Opening Remarks by CCCB President Archbishop V. James WeisgerberWednesday, April 15 2009
News Conference, 15 April 2009,
Offices of the Assembly of First Nations, Ottawa
Pope Benedict XVI is inviting a delegation to go to Rome to meet with him on 29 April 2009. Composed of representatives of Catholic communities in Canada and of the Aboriginal Peoples, the delegates will include Mr. Phil Fontaine, National Chief of the Assembly of First Nations, and myself as President of the Canadian Conference of Catholic Bishops.
Since the earliest European settlements in Canada five centuries ago, there has been a close association between the indigenous people and the Catholic Church. Most of this history has been a wonderful sharing of faith and witness, but there have also been moments of sorrow.

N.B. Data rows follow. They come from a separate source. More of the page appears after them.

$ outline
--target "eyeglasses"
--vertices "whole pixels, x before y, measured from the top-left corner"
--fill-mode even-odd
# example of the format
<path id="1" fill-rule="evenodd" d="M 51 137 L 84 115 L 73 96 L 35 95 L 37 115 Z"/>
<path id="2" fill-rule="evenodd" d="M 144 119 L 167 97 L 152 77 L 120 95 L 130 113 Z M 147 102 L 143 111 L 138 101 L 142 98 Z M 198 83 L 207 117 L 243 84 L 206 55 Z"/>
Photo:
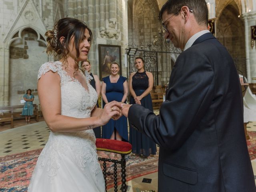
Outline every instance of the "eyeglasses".
<path id="1" fill-rule="evenodd" d="M 180 9 L 180 10 L 178 11 L 177 12 L 176 12 L 175 13 L 174 13 L 173 15 L 172 15 L 172 16 L 171 16 L 169 18 L 168 18 L 167 19 L 166 19 L 164 22 L 162 22 L 162 25 L 163 26 L 163 28 L 164 28 L 164 31 L 165 31 L 166 32 L 169 33 L 169 31 L 167 29 L 167 26 L 168 26 L 168 24 L 169 24 L 169 23 L 167 23 L 166 25 L 165 25 L 164 24 L 166 22 L 166 21 L 167 21 L 170 19 L 172 18 L 172 17 L 173 16 L 174 16 L 174 15 L 176 15 L 177 13 L 178 13 L 179 12 L 180 12 L 181 10 L 181 9 Z M 192 13 L 193 12 L 194 12 L 194 11 L 193 10 L 192 10 L 191 9 L 189 9 L 189 11 L 190 11 L 191 13 Z"/>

Among the greatest disappointments were the former Indian Residential Schools. Certainly, there were many examples of great dedication in the efforts at the time to provide a good education for indigenous children; this generosity and goodwill involved school staff, including men and women religious from Catholic missionary orders; elders and parents, and the children themselves. At the same time, there were also terrible challenges, including important cultural differences, insufficient government funding, and human failings, and worst of all instances of exploitation and cruelty. From today’s perspective, we are all very conscious of the tragic limitations of the Residential Schools, especially from the perspectives of family life, community values, and cultural heritage.

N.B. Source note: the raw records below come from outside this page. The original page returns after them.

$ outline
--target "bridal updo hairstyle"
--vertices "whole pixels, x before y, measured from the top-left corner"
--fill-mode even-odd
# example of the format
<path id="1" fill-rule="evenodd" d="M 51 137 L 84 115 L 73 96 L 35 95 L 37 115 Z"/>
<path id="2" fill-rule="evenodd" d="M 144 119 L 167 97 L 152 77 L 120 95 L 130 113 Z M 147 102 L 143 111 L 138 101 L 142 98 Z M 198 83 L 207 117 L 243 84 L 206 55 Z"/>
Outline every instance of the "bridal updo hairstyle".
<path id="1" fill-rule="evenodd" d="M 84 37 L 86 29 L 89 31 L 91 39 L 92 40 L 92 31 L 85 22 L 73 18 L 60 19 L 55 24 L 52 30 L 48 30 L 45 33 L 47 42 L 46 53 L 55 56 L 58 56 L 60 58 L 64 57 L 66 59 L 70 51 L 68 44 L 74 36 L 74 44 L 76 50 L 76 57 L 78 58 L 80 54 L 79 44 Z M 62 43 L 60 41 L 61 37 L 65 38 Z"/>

But even more unfortunate, the sufferings of the indigenous peoples of Canada are not limited to the past nor to the former Residential Schools. Aboriginal Peoples continue to be marginalized and impoverished in our country. Their social, economic and cultural needs are in fact so urgent today, that all Canadians need to make new and sustained efforts to collaborate with indigenous people in order to assure them of respect, acceptance and equality.

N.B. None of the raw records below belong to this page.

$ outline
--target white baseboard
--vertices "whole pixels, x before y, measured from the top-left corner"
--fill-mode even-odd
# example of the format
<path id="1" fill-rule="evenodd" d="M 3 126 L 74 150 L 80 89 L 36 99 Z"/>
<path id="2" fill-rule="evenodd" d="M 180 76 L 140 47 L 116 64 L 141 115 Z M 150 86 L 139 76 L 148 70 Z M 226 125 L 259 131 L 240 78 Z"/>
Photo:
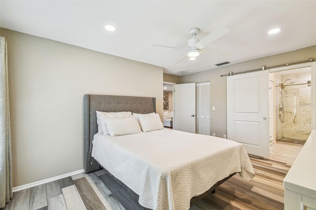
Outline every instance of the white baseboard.
<path id="1" fill-rule="evenodd" d="M 42 184 L 45 184 L 45 183 L 49 182 L 50 181 L 55 181 L 56 180 L 60 179 L 61 178 L 65 178 L 66 177 L 70 176 L 71 175 L 75 175 L 84 172 L 84 169 L 80 169 L 75 172 L 70 172 L 67 174 L 59 175 L 56 176 L 52 177 L 51 178 L 46 178 L 45 179 L 40 180 L 40 181 L 35 181 L 34 182 L 29 183 L 28 184 L 23 184 L 23 185 L 18 186 L 17 187 L 14 187 L 12 188 L 12 191 L 13 192 L 18 191 L 19 190 L 24 190 L 24 189 L 29 188 L 30 187 L 35 187 L 35 186 L 39 185 Z"/>

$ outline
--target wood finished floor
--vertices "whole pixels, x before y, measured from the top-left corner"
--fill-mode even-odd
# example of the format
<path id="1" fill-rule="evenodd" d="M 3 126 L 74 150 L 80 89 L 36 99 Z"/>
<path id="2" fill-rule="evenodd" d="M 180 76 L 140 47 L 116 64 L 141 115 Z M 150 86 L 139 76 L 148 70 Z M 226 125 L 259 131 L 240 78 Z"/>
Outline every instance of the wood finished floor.
<path id="1" fill-rule="evenodd" d="M 283 209 L 283 179 L 302 145 L 277 142 L 272 146 L 270 160 L 250 157 L 254 178 L 247 181 L 235 175 L 190 210 Z M 101 170 L 17 191 L 1 210 L 141 209 L 109 177 Z"/>

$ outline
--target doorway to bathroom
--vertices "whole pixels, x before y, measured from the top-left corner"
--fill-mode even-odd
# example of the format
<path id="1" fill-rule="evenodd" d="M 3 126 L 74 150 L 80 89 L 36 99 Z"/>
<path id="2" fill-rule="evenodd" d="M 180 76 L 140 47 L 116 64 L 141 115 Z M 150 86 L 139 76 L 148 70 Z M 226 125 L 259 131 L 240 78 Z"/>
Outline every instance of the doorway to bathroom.
<path id="1" fill-rule="evenodd" d="M 304 144 L 311 134 L 312 74 L 311 67 L 269 73 L 270 144 L 276 140 Z"/>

Last fall, National Chief Fontaine invited the Catholic Bishops of Canada, and with them all Catholic communities, to join with Aboriginal Peoples in a new partnership. In response, Catholic dioceses, as well as Catholic religious orders, Church organizations and other Catholic agencies are renewing efforts to mobilize their respective communities and forces.
This is a wonderful opportunity in the history of the Church and Aboriginal Peoples. It is a most promising moment for reconciliation, bridge building, renewed partnership and new dialogue.
The Pope is a bridge builder. That is the meaning of the word “Pontiff”. For that reason, he has invited us to visit him in Rome, in a gesture of reconciliation and healing. By accepting this invitation, as representatives of the Catholic Church in Canada and of the First Nations we can show and celebrate our mutual determination for a renewed partnership and a new beginning.